- Directed by: Carrie Brownstein
- Story by: Carrie Brownstein
- Starring: Laura Harrier Natasha Lyonne Kim Gordon Rowan Blanchard Mahershala Ali
- Release date: September 12, 2016;
- Running time: 6:41
- Country: United States
- Language: English

= The Realest Real =

The Realest Real is a 2016 American "absurdist" social media satire short film written and directed by Carrie Brownstein, for KENZO PARIS. It is Brownstein's directorial debut.

==Cast==
- Laura Harrier
- Natasha Lyonne
- Kim Gordon
- Rowan Blanchard
- Mahershala Ali

==Plot==
"Writer and director Carrie Brownstein takes online comments literally in this absurdist short for Kenzo."

"The story centers on a young girl (Harrier) who calls Lyonne "Mom" on Instagram and is transformed into her real-life daughter, with strange consequences."

==Development==
Brownstein collaborated with Carol Lim and Humberto Leon of Kenzo.

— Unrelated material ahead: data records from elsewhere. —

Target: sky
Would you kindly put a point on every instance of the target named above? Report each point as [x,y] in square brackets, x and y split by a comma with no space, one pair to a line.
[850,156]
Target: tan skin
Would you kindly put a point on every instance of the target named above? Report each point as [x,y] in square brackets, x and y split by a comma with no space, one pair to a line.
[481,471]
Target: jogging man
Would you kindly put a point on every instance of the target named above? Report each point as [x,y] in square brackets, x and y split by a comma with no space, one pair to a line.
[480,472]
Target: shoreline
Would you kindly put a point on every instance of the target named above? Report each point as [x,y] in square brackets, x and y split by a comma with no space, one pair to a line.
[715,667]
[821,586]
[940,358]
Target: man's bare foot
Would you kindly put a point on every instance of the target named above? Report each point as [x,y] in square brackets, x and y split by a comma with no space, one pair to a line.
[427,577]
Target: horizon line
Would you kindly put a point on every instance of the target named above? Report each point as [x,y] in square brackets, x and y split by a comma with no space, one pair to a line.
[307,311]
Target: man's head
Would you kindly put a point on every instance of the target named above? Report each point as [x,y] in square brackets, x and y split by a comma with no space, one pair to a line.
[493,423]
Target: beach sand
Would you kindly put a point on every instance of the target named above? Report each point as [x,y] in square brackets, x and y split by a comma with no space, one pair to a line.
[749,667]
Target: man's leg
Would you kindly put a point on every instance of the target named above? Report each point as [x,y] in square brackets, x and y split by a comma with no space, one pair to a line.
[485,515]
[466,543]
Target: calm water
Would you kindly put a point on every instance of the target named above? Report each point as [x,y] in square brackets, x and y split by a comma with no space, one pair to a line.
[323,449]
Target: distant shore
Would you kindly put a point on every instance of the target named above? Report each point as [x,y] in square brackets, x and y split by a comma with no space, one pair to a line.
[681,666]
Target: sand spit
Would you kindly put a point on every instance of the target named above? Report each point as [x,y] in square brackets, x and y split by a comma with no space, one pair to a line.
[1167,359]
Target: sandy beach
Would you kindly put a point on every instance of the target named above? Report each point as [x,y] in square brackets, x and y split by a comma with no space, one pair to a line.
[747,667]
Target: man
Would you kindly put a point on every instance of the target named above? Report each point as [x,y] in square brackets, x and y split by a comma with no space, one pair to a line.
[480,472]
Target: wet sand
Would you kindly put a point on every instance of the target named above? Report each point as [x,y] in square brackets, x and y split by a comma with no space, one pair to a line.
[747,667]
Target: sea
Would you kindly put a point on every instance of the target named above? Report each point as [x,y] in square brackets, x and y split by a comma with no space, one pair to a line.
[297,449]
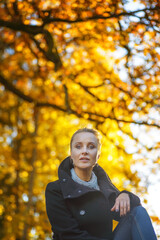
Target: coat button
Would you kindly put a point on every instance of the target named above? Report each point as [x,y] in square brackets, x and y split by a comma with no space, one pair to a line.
[82,212]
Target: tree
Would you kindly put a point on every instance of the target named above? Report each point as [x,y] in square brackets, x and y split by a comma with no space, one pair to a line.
[65,64]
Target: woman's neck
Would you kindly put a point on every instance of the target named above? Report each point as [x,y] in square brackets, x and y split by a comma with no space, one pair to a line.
[83,174]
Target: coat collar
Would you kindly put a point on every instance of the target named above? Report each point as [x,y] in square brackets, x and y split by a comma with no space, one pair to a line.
[71,189]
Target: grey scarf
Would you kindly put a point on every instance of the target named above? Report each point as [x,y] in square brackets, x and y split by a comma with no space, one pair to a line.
[91,183]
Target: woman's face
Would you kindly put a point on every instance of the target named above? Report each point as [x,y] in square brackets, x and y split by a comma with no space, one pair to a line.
[84,150]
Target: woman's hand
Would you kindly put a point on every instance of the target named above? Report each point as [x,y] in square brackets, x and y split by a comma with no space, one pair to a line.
[122,204]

"I visited Carol and Humberto in Paris at the end of 2015, and they showed me the inspiration behind the line, and we talked a lot about fandom and about the way that we idealize people. I think fans have always inserted themselves into the narrative and into the story of the lives of their idols, and now we have more tools for that with technology, with social media, with memes. - Carrie Brownstein"

==Production==
The film was shot at the Los Angeles Times Building.

==Release==
The film was released on September 12, 2016.

==Reception==
"The Realest Real" was nominated for the Tribeca X Award, awarded to the best advertising/entertainment mashup of 2016.